Just as the antibiotic streptomycin emptied sanitariums of tuberculosis patients and the polio vaccine rendered the iron lung obsolete, the widespread adoption of chlorpromazine marked the beginning of the end for the asylums. It also marked the end of the alienists. It is no coincidence that the asylum population began to decline from its peak in the United States in the same year Thorazine was released.

A century and a half after Philippe Pinel freed the inmates of the Parisian Hospice de la Salpêtrière from their physical chains, another French physician released patients from their mental confinement. Psychiatry, after a seemingly interminable struggle, could finally answer the question, “How can we treat severe mental illness?”

Compound G 22355

Envious of the mega-profits generated by chlorpromazine, other pharmaceutical companies searched for their own proprietary antipsychotic throughout the 1950s. They often teamed up with psychiatrists to aid in this search, and the Swiss pharmaceutical company Geigy, a corporate ancestor of Novartis, approached Roland Kuhn, the head doctor at a psychiatric hospital in the Swiss town of Münsterlingen, on the banks of Lake Constance. Kuhn, thirty-eight, was a tall and cultivated psychiatrist who combined an exceptional grasp of the humanities with a background in biochemistry. Geigy offered to provide Kuhn with experimental compounds if he would test them on his patients. Kuhn readily agreed.

In late 1955, Geigy’s head of pharmacology met Kuhn at a hotel in Zurich where he showed him a chart scribbled with the hand-drawn chemical structures of forty different compounds available for testing. “Pick one,” the pharmacologist instructed. Kuhn carefully surveyed the forest of molecules, then pointed to the one that most closely resembled chlorpromazine, a molecule labeled “Compound G 22355.”

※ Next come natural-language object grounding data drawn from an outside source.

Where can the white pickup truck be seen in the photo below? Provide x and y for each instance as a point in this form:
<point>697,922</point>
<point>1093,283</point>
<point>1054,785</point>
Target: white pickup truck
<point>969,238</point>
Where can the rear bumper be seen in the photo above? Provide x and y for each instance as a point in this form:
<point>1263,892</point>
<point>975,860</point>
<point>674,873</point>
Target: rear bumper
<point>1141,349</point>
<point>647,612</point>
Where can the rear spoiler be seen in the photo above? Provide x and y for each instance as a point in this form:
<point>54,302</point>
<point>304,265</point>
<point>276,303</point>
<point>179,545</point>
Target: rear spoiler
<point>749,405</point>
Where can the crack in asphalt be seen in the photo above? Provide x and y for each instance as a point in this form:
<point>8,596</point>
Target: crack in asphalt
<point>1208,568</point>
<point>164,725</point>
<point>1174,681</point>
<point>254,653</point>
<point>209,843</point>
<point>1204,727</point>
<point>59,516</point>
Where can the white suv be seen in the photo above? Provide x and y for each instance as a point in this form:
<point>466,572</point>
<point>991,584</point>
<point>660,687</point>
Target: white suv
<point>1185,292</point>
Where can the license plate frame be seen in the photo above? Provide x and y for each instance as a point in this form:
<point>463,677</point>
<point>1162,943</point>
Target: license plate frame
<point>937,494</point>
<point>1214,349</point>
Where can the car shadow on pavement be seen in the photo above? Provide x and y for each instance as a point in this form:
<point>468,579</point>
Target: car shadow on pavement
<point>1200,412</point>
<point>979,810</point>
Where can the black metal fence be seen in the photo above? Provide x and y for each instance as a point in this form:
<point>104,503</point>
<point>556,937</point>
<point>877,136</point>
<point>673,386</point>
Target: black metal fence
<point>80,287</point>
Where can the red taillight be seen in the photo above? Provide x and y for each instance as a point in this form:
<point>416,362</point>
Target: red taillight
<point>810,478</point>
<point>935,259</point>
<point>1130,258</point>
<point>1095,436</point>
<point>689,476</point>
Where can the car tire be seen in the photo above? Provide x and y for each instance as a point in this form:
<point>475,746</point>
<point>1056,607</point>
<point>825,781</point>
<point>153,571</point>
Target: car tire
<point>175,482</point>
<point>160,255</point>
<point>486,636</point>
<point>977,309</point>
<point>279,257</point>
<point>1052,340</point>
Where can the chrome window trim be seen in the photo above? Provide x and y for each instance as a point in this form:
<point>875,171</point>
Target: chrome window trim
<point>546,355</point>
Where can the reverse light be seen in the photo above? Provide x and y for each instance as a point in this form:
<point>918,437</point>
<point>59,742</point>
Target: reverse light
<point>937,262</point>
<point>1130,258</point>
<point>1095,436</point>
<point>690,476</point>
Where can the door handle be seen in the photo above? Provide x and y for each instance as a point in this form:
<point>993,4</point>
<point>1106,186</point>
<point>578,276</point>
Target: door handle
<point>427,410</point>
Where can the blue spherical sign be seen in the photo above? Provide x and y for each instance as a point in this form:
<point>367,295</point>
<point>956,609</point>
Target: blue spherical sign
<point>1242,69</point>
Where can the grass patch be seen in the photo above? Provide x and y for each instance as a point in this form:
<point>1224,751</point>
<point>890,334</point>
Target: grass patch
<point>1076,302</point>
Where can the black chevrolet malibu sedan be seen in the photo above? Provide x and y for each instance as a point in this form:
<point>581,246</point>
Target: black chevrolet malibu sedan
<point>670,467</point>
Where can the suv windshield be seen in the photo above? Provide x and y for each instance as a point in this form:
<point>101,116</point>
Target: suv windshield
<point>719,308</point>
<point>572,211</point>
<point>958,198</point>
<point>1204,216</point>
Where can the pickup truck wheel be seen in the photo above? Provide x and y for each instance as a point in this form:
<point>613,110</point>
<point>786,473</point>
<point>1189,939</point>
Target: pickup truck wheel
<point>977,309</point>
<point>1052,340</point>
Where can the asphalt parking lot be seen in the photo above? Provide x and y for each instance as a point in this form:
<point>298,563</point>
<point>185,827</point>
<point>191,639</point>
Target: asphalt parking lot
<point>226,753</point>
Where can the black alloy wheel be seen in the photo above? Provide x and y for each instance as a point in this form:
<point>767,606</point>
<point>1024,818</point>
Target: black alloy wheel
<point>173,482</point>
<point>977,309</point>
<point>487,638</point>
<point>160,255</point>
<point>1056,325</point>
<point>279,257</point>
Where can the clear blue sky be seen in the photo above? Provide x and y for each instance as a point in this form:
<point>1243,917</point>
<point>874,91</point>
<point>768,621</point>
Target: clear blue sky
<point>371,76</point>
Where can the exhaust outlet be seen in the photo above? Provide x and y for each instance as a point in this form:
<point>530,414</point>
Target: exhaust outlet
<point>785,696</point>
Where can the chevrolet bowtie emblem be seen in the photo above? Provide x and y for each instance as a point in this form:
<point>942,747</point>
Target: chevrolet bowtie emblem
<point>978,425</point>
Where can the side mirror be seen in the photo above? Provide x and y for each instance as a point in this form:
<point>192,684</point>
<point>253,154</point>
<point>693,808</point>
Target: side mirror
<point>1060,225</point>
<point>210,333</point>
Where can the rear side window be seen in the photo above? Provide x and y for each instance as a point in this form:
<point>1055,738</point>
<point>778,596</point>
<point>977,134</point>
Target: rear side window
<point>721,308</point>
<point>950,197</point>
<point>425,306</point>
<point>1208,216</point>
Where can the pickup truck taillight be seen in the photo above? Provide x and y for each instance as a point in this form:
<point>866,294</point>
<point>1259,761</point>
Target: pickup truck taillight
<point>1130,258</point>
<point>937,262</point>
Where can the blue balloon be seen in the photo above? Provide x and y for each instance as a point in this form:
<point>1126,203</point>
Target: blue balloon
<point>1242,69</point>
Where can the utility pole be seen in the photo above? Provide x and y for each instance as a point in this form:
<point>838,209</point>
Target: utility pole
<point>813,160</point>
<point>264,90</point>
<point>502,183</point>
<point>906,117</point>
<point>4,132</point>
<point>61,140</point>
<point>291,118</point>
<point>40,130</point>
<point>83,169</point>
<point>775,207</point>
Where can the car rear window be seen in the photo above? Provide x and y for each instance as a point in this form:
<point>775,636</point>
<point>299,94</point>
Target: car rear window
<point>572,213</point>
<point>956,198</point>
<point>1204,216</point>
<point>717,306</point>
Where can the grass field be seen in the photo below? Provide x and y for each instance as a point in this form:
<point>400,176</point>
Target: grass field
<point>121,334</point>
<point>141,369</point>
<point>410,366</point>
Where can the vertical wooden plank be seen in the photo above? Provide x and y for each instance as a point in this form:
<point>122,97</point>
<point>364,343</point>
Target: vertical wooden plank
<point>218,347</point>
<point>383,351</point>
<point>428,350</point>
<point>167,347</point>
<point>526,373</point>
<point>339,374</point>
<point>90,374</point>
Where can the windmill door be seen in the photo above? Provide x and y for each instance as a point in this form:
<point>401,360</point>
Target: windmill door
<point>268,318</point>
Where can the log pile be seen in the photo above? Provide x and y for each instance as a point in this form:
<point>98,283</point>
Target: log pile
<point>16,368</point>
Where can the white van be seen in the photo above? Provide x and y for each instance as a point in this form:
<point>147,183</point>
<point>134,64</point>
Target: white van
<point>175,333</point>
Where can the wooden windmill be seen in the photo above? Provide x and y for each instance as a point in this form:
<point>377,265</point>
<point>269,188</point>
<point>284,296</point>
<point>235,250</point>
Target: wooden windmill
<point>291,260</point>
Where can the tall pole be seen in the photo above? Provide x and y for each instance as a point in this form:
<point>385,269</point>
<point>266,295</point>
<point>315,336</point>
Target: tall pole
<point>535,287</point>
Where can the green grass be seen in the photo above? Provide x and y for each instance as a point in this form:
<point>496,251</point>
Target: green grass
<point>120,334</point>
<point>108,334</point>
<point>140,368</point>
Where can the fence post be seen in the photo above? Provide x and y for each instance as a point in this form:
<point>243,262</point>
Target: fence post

Kuhn dosed a few dozen psychotic patients with G 22355, but the drug failed to produce the same dramatic reduction of symptoms as chlorpromazine. Of course, as any pharmacological researcher knows, failure is the usual fate for any experimental compound—most commercial drugs are only discovered after tens of thousands or even hundreds of thousands of chemical candidates are tested and rejected. The most sensible next step would have been for Kuhn to point to a new compound on Geigy’s chart and try again. Instead, Kuhn made a very peculiar decision, one that would affect millions of lives.

The first antipsychotic was not discovered because of any orderly research plan contrived by Big Pharma; it was discovered purely by accident after a solitary physician followed his intuition about an experimental drug for surgical shock. And now a lone psychiatrist decided to ignore the task that he had been assigned—finding a chlorpromazine knockoff—and instead pursued his own private hunch about a disorder he cared about more than schizophrenia: depression.

Even in the earliest days of psychiatry, schizophrenia and depression were almost always considered distinct conditions; madness and melancholia. After all, the worst symptoms of psychosis were cognitive, while the worst symptoms of depression were emotional. When Geigy engaged Kuhn, there was no reason to believe that a class of drugs that dampened the hallucinations of psychotic patients would also elevate the mood of depressed patients. But Kuhn held his own staunch ideas about the nature of depression.